BEIRUT: With the international community effectively paralyzed, the Syria crisis is “getting worse every day,” former United Nations humanitarian affairs chief Jan Egeland said as he visited Lebanon this week in his new role as secretary-general of the Norwegian Refugee Council. Egeland predicted that the events of the past two-and-a-half years in the region would be looked upon as “a stain, a black chapter, in the history of international cooperation.”
The Norwegian, who has worked on humanitarian emergencies for more than 25 years, lambasted the international community’s failure both to limit the magnitude of the Syria crisis and provide adequate relief.
“The world should have done much more to stop this becoming the kind of catastrophic war that it has become,” he said. “The lack of looking at this [conflict] as a man-made, humanitarian catastrophe where civilians, children and women die massively every day has ... meant that people now have opted for senseless bickering and debates.”
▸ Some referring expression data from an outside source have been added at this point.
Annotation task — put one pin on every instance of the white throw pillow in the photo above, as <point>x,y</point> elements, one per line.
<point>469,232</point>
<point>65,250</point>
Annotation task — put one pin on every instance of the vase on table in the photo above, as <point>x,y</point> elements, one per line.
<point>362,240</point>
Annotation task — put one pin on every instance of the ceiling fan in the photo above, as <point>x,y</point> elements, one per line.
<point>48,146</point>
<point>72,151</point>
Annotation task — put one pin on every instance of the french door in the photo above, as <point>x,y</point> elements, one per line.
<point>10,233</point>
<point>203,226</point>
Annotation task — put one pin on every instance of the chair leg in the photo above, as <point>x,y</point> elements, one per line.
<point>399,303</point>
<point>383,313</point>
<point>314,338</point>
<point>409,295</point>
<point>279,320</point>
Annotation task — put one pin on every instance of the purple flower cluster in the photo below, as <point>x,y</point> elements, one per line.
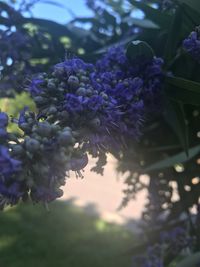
<point>10,189</point>
<point>192,44</point>
<point>82,108</point>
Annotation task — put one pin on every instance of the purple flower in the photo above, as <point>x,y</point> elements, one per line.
<point>192,44</point>
<point>3,120</point>
<point>35,86</point>
<point>8,165</point>
<point>10,194</point>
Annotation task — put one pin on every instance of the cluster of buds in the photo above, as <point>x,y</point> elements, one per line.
<point>192,44</point>
<point>82,109</point>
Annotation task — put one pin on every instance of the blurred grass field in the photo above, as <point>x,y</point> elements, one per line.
<point>64,236</point>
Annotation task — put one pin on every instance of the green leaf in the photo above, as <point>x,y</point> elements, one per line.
<point>176,159</point>
<point>139,48</point>
<point>143,23</point>
<point>175,117</point>
<point>183,90</point>
<point>190,261</point>
<point>174,36</point>
<point>160,18</point>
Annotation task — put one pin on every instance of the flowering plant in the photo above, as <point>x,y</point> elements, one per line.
<point>138,99</point>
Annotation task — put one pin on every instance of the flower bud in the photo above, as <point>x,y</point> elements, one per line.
<point>95,123</point>
<point>73,81</point>
<point>65,138</point>
<point>44,129</point>
<point>32,145</point>
<point>81,91</point>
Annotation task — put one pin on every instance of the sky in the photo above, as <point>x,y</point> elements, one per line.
<point>61,14</point>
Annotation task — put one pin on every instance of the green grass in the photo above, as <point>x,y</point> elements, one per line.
<point>64,237</point>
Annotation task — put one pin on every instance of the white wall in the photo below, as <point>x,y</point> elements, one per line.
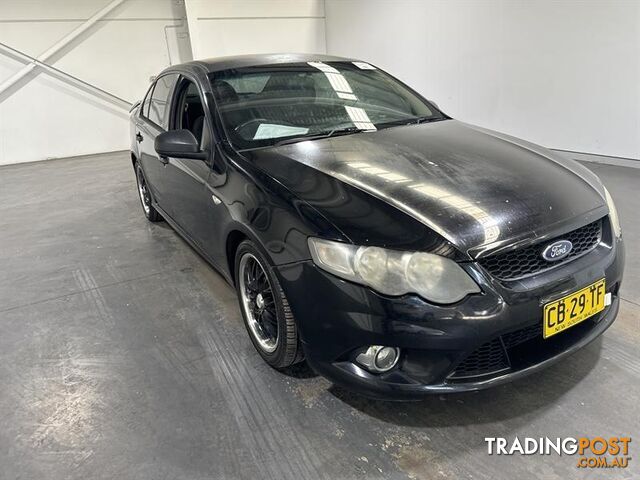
<point>562,74</point>
<point>44,117</point>
<point>233,27</point>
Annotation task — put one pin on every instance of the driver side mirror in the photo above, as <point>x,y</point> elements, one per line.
<point>179,144</point>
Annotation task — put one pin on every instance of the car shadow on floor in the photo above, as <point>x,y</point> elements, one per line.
<point>536,392</point>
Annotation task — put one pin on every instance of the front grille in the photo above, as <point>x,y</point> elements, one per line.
<point>517,350</point>
<point>489,358</point>
<point>528,261</point>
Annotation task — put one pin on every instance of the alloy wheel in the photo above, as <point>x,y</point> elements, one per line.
<point>258,303</point>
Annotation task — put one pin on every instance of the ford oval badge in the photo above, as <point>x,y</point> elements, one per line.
<point>557,250</point>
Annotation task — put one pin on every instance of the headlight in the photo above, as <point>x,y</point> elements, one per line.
<point>435,278</point>
<point>613,214</point>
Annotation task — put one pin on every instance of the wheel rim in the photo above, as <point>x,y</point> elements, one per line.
<point>258,303</point>
<point>143,191</point>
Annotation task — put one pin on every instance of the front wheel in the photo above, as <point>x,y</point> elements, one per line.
<point>265,309</point>
<point>145,196</point>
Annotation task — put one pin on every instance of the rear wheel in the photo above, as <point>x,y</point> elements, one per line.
<point>145,196</point>
<point>265,308</point>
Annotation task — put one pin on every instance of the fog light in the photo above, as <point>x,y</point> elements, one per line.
<point>379,359</point>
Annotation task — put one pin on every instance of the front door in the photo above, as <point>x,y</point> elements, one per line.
<point>185,179</point>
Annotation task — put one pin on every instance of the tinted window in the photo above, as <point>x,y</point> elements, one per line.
<point>191,113</point>
<point>160,99</point>
<point>145,105</point>
<point>263,105</point>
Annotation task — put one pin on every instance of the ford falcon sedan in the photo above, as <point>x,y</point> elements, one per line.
<point>399,251</point>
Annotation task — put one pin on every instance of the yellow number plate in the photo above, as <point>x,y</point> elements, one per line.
<point>572,309</point>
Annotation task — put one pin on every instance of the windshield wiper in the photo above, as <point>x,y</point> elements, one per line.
<point>425,119</point>
<point>331,133</point>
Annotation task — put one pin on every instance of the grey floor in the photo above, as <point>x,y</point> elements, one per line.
<point>123,355</point>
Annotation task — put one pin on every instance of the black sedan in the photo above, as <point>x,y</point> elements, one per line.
<point>400,251</point>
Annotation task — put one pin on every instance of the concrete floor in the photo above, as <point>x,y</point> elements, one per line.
<point>123,355</point>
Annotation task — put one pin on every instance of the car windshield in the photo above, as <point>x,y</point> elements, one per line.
<point>274,104</point>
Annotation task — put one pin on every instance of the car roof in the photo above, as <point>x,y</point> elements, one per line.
<point>239,61</point>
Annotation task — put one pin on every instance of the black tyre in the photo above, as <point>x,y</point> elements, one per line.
<point>265,308</point>
<point>145,196</point>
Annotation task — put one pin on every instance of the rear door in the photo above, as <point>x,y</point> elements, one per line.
<point>152,121</point>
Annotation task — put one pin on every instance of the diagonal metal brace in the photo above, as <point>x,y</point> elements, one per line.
<point>66,76</point>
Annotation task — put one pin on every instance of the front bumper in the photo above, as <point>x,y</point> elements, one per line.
<point>336,317</point>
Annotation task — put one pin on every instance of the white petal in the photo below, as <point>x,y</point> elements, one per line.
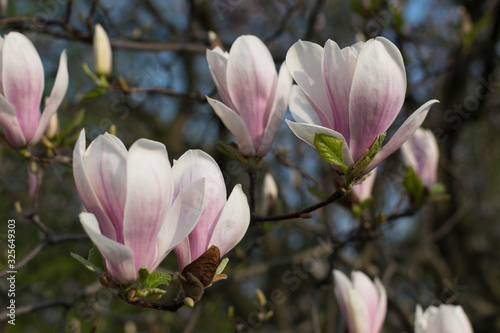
<point>402,134</point>
<point>119,258</point>
<point>181,219</point>
<point>150,187</point>
<point>56,97</point>
<point>235,125</point>
<point>233,222</point>
<point>301,109</point>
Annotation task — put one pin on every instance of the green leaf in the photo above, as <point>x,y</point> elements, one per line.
<point>95,92</point>
<point>154,293</point>
<point>222,265</point>
<point>156,278</point>
<point>330,149</point>
<point>143,274</point>
<point>376,146</point>
<point>95,258</point>
<point>414,186</point>
<point>88,265</point>
<point>231,152</point>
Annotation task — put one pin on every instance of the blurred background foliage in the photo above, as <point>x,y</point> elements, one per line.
<point>447,252</point>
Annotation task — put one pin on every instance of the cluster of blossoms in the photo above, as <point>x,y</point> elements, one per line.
<point>139,207</point>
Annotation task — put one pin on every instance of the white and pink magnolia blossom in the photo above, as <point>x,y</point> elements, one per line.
<point>21,88</point>
<point>255,97</point>
<point>421,152</point>
<point>363,303</point>
<point>446,318</point>
<point>103,59</point>
<point>134,216</point>
<point>363,191</point>
<point>223,222</point>
<point>353,94</point>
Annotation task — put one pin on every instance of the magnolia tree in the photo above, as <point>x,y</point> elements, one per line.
<point>257,225</point>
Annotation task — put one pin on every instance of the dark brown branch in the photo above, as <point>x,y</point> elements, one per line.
<point>337,195</point>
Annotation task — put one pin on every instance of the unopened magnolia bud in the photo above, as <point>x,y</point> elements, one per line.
<point>102,52</point>
<point>53,127</point>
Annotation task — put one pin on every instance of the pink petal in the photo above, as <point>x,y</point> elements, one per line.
<point>402,134</point>
<point>251,80</point>
<point>363,191</point>
<point>341,287</point>
<point>118,258</point>
<point>306,132</point>
<point>377,93</point>
<point>422,153</point>
<point>55,99</point>
<point>183,253</point>
<point>23,81</point>
<point>149,188</point>
<point>301,109</point>
<point>105,163</point>
<point>305,63</point>
<point>277,111</point>
<point>235,125</point>
<point>217,63</point>
<point>233,222</point>
<point>338,86</point>
<point>10,124</point>
<point>181,219</point>
<point>192,166</point>
<point>86,191</point>
<point>366,289</point>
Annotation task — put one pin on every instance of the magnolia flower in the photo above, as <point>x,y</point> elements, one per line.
<point>134,217</point>
<point>362,302</point>
<point>353,94</point>
<point>445,319</point>
<point>102,52</point>
<point>254,97</point>
<point>21,88</point>
<point>223,223</point>
<point>422,154</point>
<point>363,191</point>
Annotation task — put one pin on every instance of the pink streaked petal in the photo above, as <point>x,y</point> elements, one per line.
<point>105,163</point>
<point>381,307</point>
<point>55,99</point>
<point>251,80</point>
<point>181,219</point>
<point>233,222</point>
<point>10,124</point>
<point>86,191</point>
<point>217,63</point>
<point>149,189</point>
<point>119,258</point>
<point>191,166</point>
<point>235,125</point>
<point>377,93</point>
<point>301,109</point>
<point>350,54</point>
<point>402,134</point>
<point>365,287</point>
<point>306,132</point>
<point>277,111</point>
<point>23,81</point>
<point>342,285</point>
<point>338,80</point>
<point>183,253</point>
<point>305,63</point>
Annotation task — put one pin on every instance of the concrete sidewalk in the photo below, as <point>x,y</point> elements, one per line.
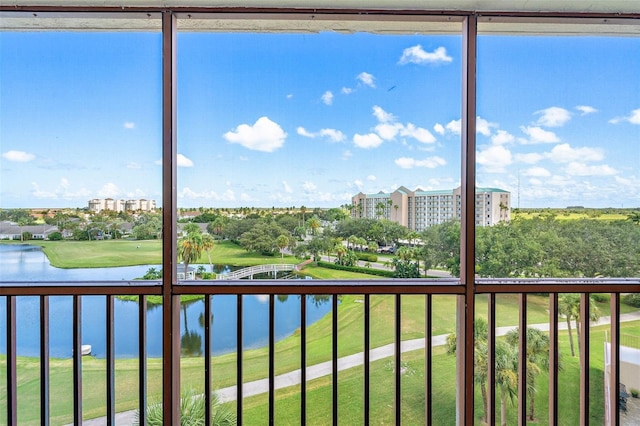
<point>294,378</point>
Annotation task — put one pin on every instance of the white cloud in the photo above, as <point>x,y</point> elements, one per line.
<point>18,156</point>
<point>454,126</point>
<point>633,118</point>
<point>586,109</point>
<point>536,172</point>
<point>494,158</point>
<point>370,140</point>
<point>109,190</point>
<point>417,55</point>
<point>502,137</point>
<point>388,128</point>
<point>418,133</point>
<point>382,115</point>
<point>429,163</point>
<point>265,135</point>
<point>529,158</point>
<point>564,153</point>
<point>61,192</point>
<point>484,127</point>
<point>184,161</point>
<point>581,169</point>
<point>553,117</point>
<point>366,79</point>
<point>327,97</point>
<point>333,134</point>
<point>538,135</point>
<point>388,131</point>
<point>303,132</point>
<point>188,193</point>
<point>309,187</point>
This has “paralyzed not only the Syrians in agreeing on how to go forward, it’s paralyzed the regional actors, it’s paralyzed the world community, it’s paralyzed the Security Council.”
Egeland, who served as U.N. undersecretary-general for humanitarian affairs and emergency relief 2003-06 and headed up the international relief effort for the 2006 war in Lebanon, said he had not “seen this kind of global paralysis ... paralysis for any creative and united action, since the build up to the Iraq war.”
“I feel in my bones now, we will all, as Lebanese and as Russians, and Iranians and Saudi Arabians and Americans and Europeans and Norwegians, we will all say in 10 and 20 years from now, ‘How could we have been so senseless in 2011, ’12 and ’13?’”
He added: “because we are not stopping this, it is just getting worse every day. Thousands are displaced every day.”
Speaking to The Daily Star on the day the U.N. High Commissioner for Refugees registered the country’s 700,000th Syrian refugee, Egeland was also clear that the world had not done enough to assist Syria’s neighbors as they struggle to host and meet the needs of roughly 2 million refugees.
“The international support has not been large enough ... there is too little humanitarian assistance. There is too little in neighboring countries [and] too little inside Syria,” he said, declaring unequivocally that Gulf, Western and Asian countries all have “more than adequate resources” to provide further help.
Since the war began, Egeland has visited the city of Aleppo as part of his former job as director of Human Rights Watch Europe. He said that “one of the main reasons so many people flee is that there is too little relief inside [Syria],” blaming this on insecurity and lack of access, but also on relief organizations’ lack of resources.
Egeland’s trip to Lebanon is part of his first field visit since he took up the post of head of the NRC earlier this month and his third stop on a tour of Syria’s neighbors.
He spent Thursday visiting NRC projects in the Bekaa Valley and Friday in the southern city of Tyre.
The NRC, which employs more than 150 national staff along with several international specialists, has worked in Lebanon since 2006, running projects across a variety of sectors, including education, shelter and legal aid.
While commending both the shelter provision work of his colleagues and the generosity of the Lebanese host communities, Egeland was also realistic about the potential need for formalized camps in the future, saying: “We want however to offer Lebanon the option of having transitional camps and temporary camps for people as the present capacity of shelters is at breaking point.”
“Everyone wants with a noncamp solution, and I can understand the reluctance of the government [to build camps], but the number of people coming across the border has not gone down and there are not many options and possibilities for return in the near future.”
Egeland is well acquainted with Lebanon’s fractious political terrain: He first came to the country as a peacekeeper with the first United Nations Interim Force in Lebanon following the 1978 Israeli invasion and has returned countless times since on missions for the Red Cross, the Norwegian government and the U.N.
But when asked about the NRC’s operations here in the face of Lebanon’s apparent unraveling stability, the secretary-general was adamant that far from being curtailed, the NGO’s programs would be stepped up.
“We are clearly stepping up our operations. We work with Lebanese partners, both governmental and nongovernmental partners and we work with the United Nations system here,” he said. “I don’t see us at all limiting our operations, but we have to be careful in some parts of the country.”